O IEM Rio 2026 começou no último dia 13. Os melhores times do mundo disputam o título de CS2. Por trás de cada jogada impressionante, há um gigante silencioso: o computador.
Afinal, qual é o hardware que os profissionais usam? Primeiramente, vamos destrinchar cada peça dessas máquinas monstruosas.
Processador: o cérebro da operação
Os PCs do IEM contam com o novo Intel Core Ultra 9 285K. Esse é o processador carro-chefe da arquitetura Arrow Lake da Intel.
Especificamente, ele possui 8 núcleos de performance e 16 de eficiência.
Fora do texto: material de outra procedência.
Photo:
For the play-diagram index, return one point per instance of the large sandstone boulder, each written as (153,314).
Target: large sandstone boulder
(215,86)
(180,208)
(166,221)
Isso resulta em 24 threads de processamento. Além disso, ele conta com 36 MB de cache L3 e 40 MB de cache L2.
Portanto, o chip lida com o CS2 com extrema fluidez. Ele também gerencia softwares de comunicação e streaming em segundo plano sem travamentos.
Placa de vídeo: o coração gráfico da máquina

Aqui está o monstro sagrado. As máquinas usam a NVIDIA GeForce RTX 5090. Ela é baseada na nova arquitetura Blackwell. Vem equipada com 32 GB de memória GDDR7.
Consequentemente, a placa oferece 21.760 núcleos CUDA. A largura de banda chega a 1.792 GB/s. Dessa forma, o jogo roda com todos os efeitos visuais no talo. Por exemplo, o recurso DLSS 4 garante frames altíssimos mesmo em momentos de explosão de granadas e fumaça.
Memória RAM: muito além do padrão
Os PCs da IEM Rio 2026 vêm com impressionantes 128GB de RAM DDR5. Essa quantidade é muito superior ao padrão de 32GB usado em setups comuns.
Por que tanto? Primeiramente, o CS2 competitivo roda com poucos processos em segundo plano. No entanto, os jogadores também gravam replays, transmitem ao vivo e rodam softwares de análise. Tudo ao mesmo tempo.
Além disso, a sobra de memória garante estabilidade absoluta. Assim, não há risco de queda de desempenho em momentos críticos.

Armazenamento: espaço e velocidade em dobro
A configuração de armazenamento também impressiona. Primeiramente, há um SSD NVMe M.2 de 6TB com interface PCIe Gen4. Ele carrega o sistema operacional, o jogo e os softwares principais.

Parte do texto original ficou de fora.